I know that you can't make a turbine on a lathe, but you can rough the shape out before 5 axis milling. As long as they leave enough material, it'll be fine. I would just like to get it 'right' so we don't ruin an expensive blank and waste a bunch of 5 axis mill time.
MasterCAM actually has this feature built into it, but the fact that MasterCAM's archaic CAD system can do something that solidwork's can't is really frustrating.

JM
 
I would create a circular pattern of the blade with whatever resolution you need merging the results. Then I would do an intersection curve and offset this geometry to make a material safe condition. I hope this helps.

Rob Stupplebeen
 
rstupple-I thought about that. But it seems really awkward to do like 1000+ body pattern over 10deg and still wouldn't give smooth geometry. I guess the simple answer is solidworks can't do (cleanly) what I want. That sucks.
jm
 
First, why does the roughing need to be smooth? I was thinking after the intersection you do a fit spline and then an offset.

Second, was the shape of the blade mathematically driven? If so you may be able to create an equation driven curve of the high and low points of the blade and revolve those.

I hope this helps.

Rob Stupplebeen
 
It doesn't NEED to be perfect. But it just can't be too wrong. ex, if I leave 0.005" material, but my spline is off by 0.0053"...that would be bad.
It's also extremely time consuming and solidworks is thoroughly unhappy about it. Even with the image settings set nearly all the way up the lines and points and surfaces can be annoying and won't immediately select or will declare that it is overdefined even when it isn't. It really just wants to fight me. (I have legit workstation and video card)

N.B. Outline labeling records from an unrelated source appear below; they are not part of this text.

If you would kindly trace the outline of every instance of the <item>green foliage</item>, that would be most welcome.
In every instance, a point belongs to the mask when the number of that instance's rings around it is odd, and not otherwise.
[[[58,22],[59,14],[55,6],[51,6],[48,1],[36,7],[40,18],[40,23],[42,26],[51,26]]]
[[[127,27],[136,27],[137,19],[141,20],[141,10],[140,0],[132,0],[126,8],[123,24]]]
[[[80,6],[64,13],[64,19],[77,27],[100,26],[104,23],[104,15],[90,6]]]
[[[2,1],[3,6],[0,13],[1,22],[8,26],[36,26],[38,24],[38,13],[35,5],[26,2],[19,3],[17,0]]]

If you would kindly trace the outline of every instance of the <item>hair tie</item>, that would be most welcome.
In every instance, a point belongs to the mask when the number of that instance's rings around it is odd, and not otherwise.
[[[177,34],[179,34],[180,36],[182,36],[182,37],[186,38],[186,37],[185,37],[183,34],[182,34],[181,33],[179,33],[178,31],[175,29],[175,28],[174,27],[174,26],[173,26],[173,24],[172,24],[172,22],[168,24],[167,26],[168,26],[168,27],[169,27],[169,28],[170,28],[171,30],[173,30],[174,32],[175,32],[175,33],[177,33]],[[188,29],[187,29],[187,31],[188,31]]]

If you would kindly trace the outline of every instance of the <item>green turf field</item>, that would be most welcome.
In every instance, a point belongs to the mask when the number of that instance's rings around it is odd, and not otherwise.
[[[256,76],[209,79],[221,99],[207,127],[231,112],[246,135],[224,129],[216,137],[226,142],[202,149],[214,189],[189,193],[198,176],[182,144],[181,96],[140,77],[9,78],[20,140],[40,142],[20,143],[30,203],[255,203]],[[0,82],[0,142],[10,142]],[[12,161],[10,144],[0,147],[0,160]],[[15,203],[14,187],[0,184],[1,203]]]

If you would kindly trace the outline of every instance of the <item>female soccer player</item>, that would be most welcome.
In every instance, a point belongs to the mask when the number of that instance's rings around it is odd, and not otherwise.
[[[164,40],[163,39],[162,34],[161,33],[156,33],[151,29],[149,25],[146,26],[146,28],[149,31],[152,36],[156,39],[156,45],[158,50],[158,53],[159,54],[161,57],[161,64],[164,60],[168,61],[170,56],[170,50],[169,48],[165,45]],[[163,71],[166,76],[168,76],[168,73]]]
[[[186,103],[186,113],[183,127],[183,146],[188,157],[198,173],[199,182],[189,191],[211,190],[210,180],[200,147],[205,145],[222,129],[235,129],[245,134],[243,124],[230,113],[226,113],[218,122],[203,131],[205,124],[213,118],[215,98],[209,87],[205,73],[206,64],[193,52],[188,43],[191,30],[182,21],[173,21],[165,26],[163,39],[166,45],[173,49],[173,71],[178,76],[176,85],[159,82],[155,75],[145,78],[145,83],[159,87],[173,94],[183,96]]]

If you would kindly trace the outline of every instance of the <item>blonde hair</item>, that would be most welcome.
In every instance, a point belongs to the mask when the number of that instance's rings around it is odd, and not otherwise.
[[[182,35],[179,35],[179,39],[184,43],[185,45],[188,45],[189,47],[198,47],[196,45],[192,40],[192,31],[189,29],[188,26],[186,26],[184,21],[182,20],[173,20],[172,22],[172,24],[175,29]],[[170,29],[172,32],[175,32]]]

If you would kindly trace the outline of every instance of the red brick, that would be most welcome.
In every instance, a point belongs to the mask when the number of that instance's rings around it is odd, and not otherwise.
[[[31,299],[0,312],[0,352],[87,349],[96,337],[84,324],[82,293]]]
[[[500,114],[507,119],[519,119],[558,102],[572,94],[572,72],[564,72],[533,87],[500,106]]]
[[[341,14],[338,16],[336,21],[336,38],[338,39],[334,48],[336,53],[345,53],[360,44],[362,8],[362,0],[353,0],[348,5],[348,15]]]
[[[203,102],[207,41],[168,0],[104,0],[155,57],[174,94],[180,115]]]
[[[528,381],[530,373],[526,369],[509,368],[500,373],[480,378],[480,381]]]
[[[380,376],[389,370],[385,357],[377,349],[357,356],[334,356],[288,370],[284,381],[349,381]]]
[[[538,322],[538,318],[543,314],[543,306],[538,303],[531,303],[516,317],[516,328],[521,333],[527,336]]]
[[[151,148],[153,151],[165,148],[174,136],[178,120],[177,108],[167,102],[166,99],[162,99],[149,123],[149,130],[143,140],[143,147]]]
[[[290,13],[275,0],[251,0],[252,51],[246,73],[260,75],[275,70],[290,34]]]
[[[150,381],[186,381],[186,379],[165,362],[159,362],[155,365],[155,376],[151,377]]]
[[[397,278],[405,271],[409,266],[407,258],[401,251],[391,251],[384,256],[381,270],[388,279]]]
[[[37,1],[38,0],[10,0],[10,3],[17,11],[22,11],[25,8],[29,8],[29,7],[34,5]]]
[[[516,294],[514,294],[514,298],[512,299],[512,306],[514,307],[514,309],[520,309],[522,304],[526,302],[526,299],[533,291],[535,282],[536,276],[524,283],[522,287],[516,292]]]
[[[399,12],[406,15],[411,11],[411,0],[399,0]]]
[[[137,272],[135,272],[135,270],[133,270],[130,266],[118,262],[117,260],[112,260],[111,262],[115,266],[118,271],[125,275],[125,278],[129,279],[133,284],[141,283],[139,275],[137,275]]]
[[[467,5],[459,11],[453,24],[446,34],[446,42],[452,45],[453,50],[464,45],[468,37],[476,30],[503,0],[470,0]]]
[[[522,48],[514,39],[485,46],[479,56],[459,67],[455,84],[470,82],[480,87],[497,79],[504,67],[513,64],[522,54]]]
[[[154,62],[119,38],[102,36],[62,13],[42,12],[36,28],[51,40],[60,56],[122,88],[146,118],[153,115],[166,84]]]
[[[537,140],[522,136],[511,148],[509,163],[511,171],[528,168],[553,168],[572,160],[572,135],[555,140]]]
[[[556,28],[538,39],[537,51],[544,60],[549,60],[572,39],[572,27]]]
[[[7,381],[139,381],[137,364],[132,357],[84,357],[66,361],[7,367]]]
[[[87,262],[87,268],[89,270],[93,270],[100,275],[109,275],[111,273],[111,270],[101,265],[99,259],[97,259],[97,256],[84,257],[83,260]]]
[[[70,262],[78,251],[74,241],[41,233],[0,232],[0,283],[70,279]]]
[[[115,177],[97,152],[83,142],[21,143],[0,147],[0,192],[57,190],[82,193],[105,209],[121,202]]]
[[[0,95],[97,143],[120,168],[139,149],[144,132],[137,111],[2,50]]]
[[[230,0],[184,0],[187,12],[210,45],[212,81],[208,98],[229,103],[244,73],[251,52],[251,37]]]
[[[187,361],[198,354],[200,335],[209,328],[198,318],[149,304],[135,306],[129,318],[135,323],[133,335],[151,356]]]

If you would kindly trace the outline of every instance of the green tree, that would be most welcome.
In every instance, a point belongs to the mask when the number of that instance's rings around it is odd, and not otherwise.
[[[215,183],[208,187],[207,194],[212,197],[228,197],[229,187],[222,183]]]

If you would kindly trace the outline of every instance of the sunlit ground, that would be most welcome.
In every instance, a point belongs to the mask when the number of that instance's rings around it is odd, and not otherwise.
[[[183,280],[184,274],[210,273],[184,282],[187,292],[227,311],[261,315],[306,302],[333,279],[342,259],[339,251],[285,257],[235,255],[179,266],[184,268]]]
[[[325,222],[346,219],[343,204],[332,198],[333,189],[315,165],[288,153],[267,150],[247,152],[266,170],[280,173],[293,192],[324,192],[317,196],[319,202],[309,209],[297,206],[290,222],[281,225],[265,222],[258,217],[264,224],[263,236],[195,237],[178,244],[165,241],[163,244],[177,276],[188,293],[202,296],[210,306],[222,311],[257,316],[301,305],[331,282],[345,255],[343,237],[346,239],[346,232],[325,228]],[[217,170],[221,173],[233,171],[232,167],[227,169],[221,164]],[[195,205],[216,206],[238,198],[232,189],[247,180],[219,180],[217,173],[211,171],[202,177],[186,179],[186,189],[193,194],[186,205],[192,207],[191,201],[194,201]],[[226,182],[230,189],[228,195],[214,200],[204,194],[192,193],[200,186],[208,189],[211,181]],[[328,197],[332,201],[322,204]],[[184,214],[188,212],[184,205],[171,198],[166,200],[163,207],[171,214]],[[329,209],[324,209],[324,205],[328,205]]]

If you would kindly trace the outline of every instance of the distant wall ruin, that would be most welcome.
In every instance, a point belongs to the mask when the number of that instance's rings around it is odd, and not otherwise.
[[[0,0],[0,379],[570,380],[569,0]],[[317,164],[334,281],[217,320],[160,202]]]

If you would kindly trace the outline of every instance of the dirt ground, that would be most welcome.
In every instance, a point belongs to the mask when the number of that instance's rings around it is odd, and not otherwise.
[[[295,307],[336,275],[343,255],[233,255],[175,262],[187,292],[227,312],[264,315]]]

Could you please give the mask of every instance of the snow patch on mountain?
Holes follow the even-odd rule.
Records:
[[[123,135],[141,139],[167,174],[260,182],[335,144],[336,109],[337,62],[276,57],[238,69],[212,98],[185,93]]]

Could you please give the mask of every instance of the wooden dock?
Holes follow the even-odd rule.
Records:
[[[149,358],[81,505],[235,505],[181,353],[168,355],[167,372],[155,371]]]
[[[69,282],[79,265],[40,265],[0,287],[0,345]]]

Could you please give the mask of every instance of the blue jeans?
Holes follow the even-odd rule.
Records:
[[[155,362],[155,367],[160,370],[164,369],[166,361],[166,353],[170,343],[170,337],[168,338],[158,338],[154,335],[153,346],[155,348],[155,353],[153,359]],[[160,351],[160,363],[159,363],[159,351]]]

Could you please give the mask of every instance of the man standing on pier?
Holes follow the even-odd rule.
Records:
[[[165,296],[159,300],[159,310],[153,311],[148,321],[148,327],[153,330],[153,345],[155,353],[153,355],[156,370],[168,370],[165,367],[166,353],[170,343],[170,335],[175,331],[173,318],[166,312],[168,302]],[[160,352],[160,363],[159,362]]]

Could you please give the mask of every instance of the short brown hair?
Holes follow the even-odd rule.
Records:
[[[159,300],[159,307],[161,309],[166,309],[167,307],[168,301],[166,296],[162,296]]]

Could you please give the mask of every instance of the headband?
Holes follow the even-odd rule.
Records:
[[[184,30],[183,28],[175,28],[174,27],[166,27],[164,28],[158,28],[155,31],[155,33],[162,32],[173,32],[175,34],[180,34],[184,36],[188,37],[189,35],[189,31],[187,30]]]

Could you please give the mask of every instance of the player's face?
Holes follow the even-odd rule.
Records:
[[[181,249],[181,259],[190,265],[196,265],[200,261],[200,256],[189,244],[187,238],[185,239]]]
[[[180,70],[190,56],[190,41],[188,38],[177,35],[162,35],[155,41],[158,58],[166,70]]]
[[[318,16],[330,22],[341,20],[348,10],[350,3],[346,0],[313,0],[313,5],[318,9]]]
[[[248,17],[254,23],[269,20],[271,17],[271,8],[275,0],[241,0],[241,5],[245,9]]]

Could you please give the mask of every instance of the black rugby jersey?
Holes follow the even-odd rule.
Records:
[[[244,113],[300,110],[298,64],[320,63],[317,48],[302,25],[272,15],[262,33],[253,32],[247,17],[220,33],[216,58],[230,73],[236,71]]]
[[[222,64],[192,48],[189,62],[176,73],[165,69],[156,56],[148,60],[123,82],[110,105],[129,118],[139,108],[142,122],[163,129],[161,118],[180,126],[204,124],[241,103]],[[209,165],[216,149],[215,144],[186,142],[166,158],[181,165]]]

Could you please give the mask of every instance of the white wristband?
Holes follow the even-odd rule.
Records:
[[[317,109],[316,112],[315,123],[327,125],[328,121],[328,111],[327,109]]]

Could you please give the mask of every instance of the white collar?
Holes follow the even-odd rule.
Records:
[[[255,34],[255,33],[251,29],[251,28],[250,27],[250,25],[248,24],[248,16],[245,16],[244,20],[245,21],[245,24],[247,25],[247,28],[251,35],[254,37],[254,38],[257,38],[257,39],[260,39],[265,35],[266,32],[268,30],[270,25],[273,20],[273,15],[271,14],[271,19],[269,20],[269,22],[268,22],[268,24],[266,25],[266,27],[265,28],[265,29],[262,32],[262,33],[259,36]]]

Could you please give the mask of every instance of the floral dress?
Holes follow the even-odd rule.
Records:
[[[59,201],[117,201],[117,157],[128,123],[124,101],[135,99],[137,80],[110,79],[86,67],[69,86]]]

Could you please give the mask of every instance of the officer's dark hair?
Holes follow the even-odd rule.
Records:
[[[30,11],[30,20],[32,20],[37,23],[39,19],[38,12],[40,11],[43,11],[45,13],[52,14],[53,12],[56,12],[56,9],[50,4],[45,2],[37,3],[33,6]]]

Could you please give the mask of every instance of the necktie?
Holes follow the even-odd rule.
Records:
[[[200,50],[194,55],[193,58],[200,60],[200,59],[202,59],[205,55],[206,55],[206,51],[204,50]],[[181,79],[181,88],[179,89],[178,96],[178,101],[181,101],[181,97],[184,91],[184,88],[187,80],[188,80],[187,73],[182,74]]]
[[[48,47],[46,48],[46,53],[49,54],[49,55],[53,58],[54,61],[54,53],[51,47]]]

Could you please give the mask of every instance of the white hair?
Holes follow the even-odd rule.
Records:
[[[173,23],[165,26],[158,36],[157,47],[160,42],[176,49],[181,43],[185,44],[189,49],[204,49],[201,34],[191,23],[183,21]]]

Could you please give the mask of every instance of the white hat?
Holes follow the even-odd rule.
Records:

There just needs to be a new feature for this.
 
Assuming you know the center line you could creating multiple planes along the part. At each place create a circle with the center point along the axis. Have the circle constrained to the outer most part in that section. Create a point to the top of each circle. Then you can create a spline through these points. Next use this spline to create a revolved cut. If the cut fails don't worry it means that the cut does not intersect the part. If it does intersect the part you can highlight these areas and make appropriate changes to the spline.

Brad Stoner
Engineer/Product Development
Legacy Manufacturing

SWx 2006x64 sp4.0
 
You do not need to make a circular array of densely-packed instances. Take a single piece, and sketch sections normal to the axis of revolution (Tools --> Sketch Tools --> Instersection Curve). Sketch a circle centered on the axis of revolution and tangent to the point furthes from the axis. Do this as needed until your envelope is defined.
 
Tick:
You said it: "The tricky part is determining your "silhouette", as it is the silhouetted through a curved path, not a straighy projection. "

I actually tried this first (see spline on surface )
This worked reasonably well until there was a transition from one surface to the next, then it would just fight me and give me overdefined errors and just suck in general.

btw, creating a circ pattern ended up working pretty well. Only about 130 parts over 15 deg. Chopped it up. Saved it as a part, merged bodies and got it.

Still, none of this is "clean" and all are way more time consuming then they need to be. Still needs to be a feature.